4.5. Sophisticated Seller. Such Seller (a) is a sophisticated individual or entity familiar with transactions similar to those contemplated by this Agreement, (b) has adequate information concerning the business and financial condition of the Company to make an informed decision regarding the sale of the Redeemed Shares, (c) has independently and without reliance upon the Company, and based on such information and the advice of such advisors as such Seller has deemed appropriate, made its own analysis and decision to enter into this Agreement. Such Seller acknowledges that neither the Company nor its affiliates is acting as a fiduciary or financial or investment adviser to such Seller, and has not given Seller any investment advice, opinion or other information on whether the sale of the Redeemed Shares is prudent. Such Seller acknowledges that (i) the Company currently may have, and later may come into possession of, information with respect to the Company that is not known to such Seller and that may be material to a decision to sell the Redeemed Shares (“Seller Excluded Information”), (ii) such Seller has determined to sell the Redeemed Shares notwithstanding its lack of knowledge of Seller Excluded Information and (iii) the Company shall have no liability to such Seller, and such Seller waives and releases any claims that it might have against the Company whether under applicable securities laws or otherwise, with respect to the nondisclosure of Seller Excluded Information in connection with the sale of the Redeemed Shares and the transactions contemplated by this Agreement. Such Seller understands that the Company will rely on the accuracy and truth of the foregoing representations, and such Seller hereby consents to such reliance.
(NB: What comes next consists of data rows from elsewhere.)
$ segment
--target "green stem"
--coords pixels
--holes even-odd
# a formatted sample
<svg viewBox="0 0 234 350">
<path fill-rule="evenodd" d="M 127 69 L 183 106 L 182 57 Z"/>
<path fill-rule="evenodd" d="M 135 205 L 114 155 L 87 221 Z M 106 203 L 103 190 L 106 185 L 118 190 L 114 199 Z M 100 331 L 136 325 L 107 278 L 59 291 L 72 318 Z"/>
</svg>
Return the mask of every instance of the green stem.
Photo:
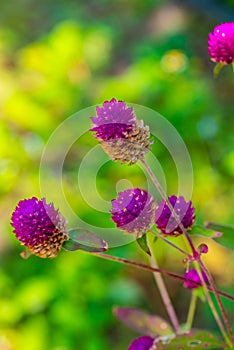
<svg viewBox="0 0 234 350">
<path fill-rule="evenodd" d="M 162 198 L 165 200 L 167 206 L 168 206 L 169 209 L 171 210 L 171 213 L 173 214 L 173 216 L 174 216 L 176 222 L 178 223 L 178 226 L 180 227 L 181 231 L 183 232 L 183 236 L 184 236 L 184 238 L 185 238 L 185 242 L 186 242 L 186 244 L 189 246 L 189 248 L 190 248 L 191 251 L 192 251 L 192 255 L 193 255 L 193 258 L 194 258 L 194 263 L 195 263 L 195 266 L 196 266 L 196 270 L 197 270 L 198 273 L 199 273 L 199 271 L 200 271 L 199 275 L 201 275 L 200 264 L 199 264 L 199 262 L 197 262 L 197 260 L 199 260 L 199 253 L 198 253 L 197 250 L 195 249 L 195 247 L 194 247 L 194 245 L 193 245 L 193 242 L 192 242 L 192 240 L 191 240 L 191 238 L 190 238 L 190 236 L 189 236 L 187 230 L 185 229 L 184 225 L 183 225 L 182 222 L 180 221 L 178 215 L 175 213 L 174 208 L 172 207 L 171 203 L 169 202 L 166 193 L 164 192 L 163 188 L 161 187 L 160 183 L 158 182 L 158 180 L 157 180 L 157 178 L 155 177 L 154 173 L 152 172 L 151 168 L 150 168 L 149 165 L 146 163 L 145 159 L 141 160 L 141 162 L 142 162 L 143 166 L 145 167 L 146 171 L 148 172 L 148 174 L 149 174 L 149 176 L 150 176 L 152 182 L 154 183 L 155 187 L 157 188 L 157 190 L 158 190 L 159 193 L 161 194 Z M 228 346 L 231 345 L 231 347 L 232 347 L 232 341 L 229 339 L 229 337 L 228 337 L 228 335 L 227 335 L 227 333 L 226 333 L 226 331 L 225 331 L 225 329 L 224 329 L 224 327 L 223 327 L 223 323 L 221 322 L 221 319 L 219 318 L 219 315 L 218 315 L 218 313 L 217 313 L 217 311 L 216 311 L 216 309 L 215 309 L 215 306 L 214 306 L 214 304 L 212 303 L 212 300 L 211 300 L 211 298 L 210 298 L 210 295 L 209 295 L 209 292 L 208 292 L 206 283 L 205 283 L 205 281 L 204 281 L 204 279 L 203 279 L 203 276 L 201 276 L 201 281 L 202 281 L 202 286 L 203 286 L 203 288 L 204 288 L 204 291 L 205 291 L 205 292 L 207 291 L 206 296 L 207 296 L 207 298 L 209 298 L 209 299 L 207 299 L 207 301 L 208 301 L 208 303 L 209 303 L 209 305 L 210 305 L 211 311 L 213 312 L 213 315 L 214 315 L 214 317 L 215 317 L 215 319 L 216 319 L 216 322 L 217 322 L 217 324 L 218 324 L 218 326 L 219 326 L 219 328 L 220 328 L 220 331 L 221 331 L 221 333 L 223 334 L 223 337 L 224 337 L 224 339 L 226 340 Z M 214 288 L 213 288 L 213 285 L 211 285 L 210 288 L 211 288 L 212 292 L 213 292 L 214 294 L 216 294 L 216 288 L 214 289 Z M 222 304 L 222 303 L 221 303 L 221 304 Z M 220 306 L 220 305 L 219 305 L 219 306 Z M 221 311 L 221 314 L 222 314 L 222 318 L 223 318 L 223 320 L 224 320 L 224 322 L 225 322 L 225 314 L 223 314 L 223 307 L 220 308 L 220 311 Z"/>
<path fill-rule="evenodd" d="M 150 241 L 150 239 L 148 239 L 148 247 L 149 247 L 149 250 L 150 250 L 150 253 L 151 253 L 150 265 L 153 268 L 159 269 L 159 266 L 158 266 L 158 263 L 157 263 L 157 259 L 156 259 L 155 255 L 154 255 L 153 247 L 152 247 L 151 244 L 152 244 L 152 242 Z M 167 288 L 165 286 L 165 283 L 164 283 L 164 280 L 162 278 L 162 275 L 160 273 L 156 273 L 156 272 L 154 272 L 153 275 L 154 275 L 154 279 L 155 279 L 155 281 L 157 283 L 158 290 L 159 290 L 159 292 L 161 294 L 161 298 L 163 300 L 163 303 L 164 303 L 164 305 L 166 307 L 168 316 L 170 317 L 171 323 L 172 323 L 172 325 L 173 325 L 173 327 L 175 329 L 176 334 L 179 334 L 180 333 L 180 324 L 179 324 L 179 321 L 178 321 L 175 309 L 174 309 L 174 307 L 172 305 L 170 296 L 169 296 L 169 294 L 167 292 Z"/>
<path fill-rule="evenodd" d="M 187 321 L 186 321 L 186 331 L 190 331 L 190 329 L 192 328 L 193 319 L 194 319 L 194 315 L 195 315 L 195 311 L 196 311 L 196 306 L 197 306 L 197 293 L 195 290 L 193 290 L 192 295 L 191 295 L 190 304 L 189 304 Z"/>
</svg>

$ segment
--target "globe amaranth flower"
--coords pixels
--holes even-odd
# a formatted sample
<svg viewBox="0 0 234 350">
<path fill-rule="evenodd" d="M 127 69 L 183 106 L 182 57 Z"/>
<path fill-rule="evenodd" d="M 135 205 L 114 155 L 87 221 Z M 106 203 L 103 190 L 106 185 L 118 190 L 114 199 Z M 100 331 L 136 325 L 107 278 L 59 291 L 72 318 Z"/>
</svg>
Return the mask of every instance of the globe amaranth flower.
<svg viewBox="0 0 234 350">
<path fill-rule="evenodd" d="M 155 208 L 155 201 L 147 191 L 128 189 L 112 200 L 112 220 L 119 229 L 139 238 L 154 224 Z"/>
<path fill-rule="evenodd" d="M 208 52 L 214 62 L 234 61 L 234 22 L 222 23 L 208 36 Z"/>
<path fill-rule="evenodd" d="M 198 274 L 198 272 L 195 270 L 195 269 L 191 269 L 189 270 L 188 272 L 186 272 L 184 274 L 184 277 L 191 280 L 191 281 L 184 281 L 183 285 L 188 288 L 188 289 L 195 289 L 195 288 L 199 288 L 199 286 L 202 285 L 202 281 L 201 281 L 201 278 Z M 202 277 L 204 279 L 204 281 L 206 283 L 208 283 L 208 279 L 207 279 L 207 276 L 206 274 L 202 271 Z M 193 283 L 195 282 L 195 283 Z M 199 285 L 197 285 L 197 283 Z"/>
<path fill-rule="evenodd" d="M 68 240 L 67 223 L 45 198 L 21 200 L 16 206 L 11 225 L 22 245 L 41 258 L 54 258 Z"/>
<path fill-rule="evenodd" d="M 94 126 L 90 130 L 112 160 L 132 165 L 149 152 L 149 127 L 136 119 L 133 108 L 125 102 L 113 98 L 96 107 L 96 114 L 91 117 Z"/>
<path fill-rule="evenodd" d="M 154 339 L 144 335 L 142 337 L 136 338 L 130 344 L 128 350 L 151 350 L 154 344 Z"/>
<path fill-rule="evenodd" d="M 192 207 L 192 202 L 186 202 L 182 196 L 177 197 L 173 195 L 168 197 L 168 201 L 176 215 L 173 215 L 166 201 L 162 200 L 156 208 L 155 222 L 158 230 L 163 235 L 178 236 L 183 233 L 178 219 L 186 230 L 191 229 L 196 217 L 195 209 Z M 175 216 L 177 216 L 177 219 Z"/>
</svg>

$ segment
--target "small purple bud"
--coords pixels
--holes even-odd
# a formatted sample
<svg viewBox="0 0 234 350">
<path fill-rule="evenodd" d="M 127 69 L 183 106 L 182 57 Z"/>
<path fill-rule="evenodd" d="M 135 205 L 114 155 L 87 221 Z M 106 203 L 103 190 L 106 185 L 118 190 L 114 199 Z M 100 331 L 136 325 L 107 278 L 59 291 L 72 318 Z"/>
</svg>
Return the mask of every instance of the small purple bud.
<svg viewBox="0 0 234 350">
<path fill-rule="evenodd" d="M 206 283 L 208 283 L 208 279 L 206 277 L 206 274 L 202 271 L 202 276 L 205 280 Z M 193 281 L 195 283 L 198 283 L 200 286 L 202 285 L 200 276 L 198 274 L 198 272 L 195 269 L 191 269 L 188 272 L 186 272 L 184 274 L 184 277 L 191 280 L 191 281 L 184 281 L 184 286 L 188 289 L 195 289 L 195 288 L 199 288 L 199 286 L 197 284 L 194 284 Z"/>
<path fill-rule="evenodd" d="M 205 243 L 202 243 L 198 246 L 198 251 L 200 254 L 207 254 L 208 253 L 208 245 L 206 245 Z"/>
</svg>

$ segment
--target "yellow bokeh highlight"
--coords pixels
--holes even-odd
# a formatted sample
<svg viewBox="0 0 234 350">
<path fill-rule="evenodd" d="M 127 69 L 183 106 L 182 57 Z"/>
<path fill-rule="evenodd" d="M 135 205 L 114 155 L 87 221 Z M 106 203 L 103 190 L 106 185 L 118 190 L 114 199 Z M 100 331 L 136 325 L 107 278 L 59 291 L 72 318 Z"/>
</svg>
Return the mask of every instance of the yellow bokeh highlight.
<svg viewBox="0 0 234 350">
<path fill-rule="evenodd" d="M 161 60 L 161 67 L 168 73 L 179 73 L 188 66 L 187 56 L 179 50 L 168 51 Z"/>
</svg>

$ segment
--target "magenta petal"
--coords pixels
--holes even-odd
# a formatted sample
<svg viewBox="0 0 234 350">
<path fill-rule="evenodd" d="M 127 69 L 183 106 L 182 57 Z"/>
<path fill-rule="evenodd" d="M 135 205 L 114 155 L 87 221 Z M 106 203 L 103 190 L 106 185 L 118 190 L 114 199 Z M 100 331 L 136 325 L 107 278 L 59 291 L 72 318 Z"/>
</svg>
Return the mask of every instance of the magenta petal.
<svg viewBox="0 0 234 350">
<path fill-rule="evenodd" d="M 208 36 L 208 52 L 214 62 L 234 61 L 234 22 L 222 23 Z"/>
</svg>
4.6. Enforceability. This Agreement constitutes the legally valid and binding obligation of such Seller, enforceable against such Seller in accordance with its terms, except as may be limited by bankruptcy, insolvency, organization, moratorium or similar laws relating to or affecting creditors’ rights generally (including, without limitation, fraudulent conveyance laws) and by general principles of equity, including, without limitation, concepts of materiality, reasonableness, good faith and fair dealing and the possible unavailability of specific performance or injunctive relief, regardless of whether considered in a proceeding in equity or at law.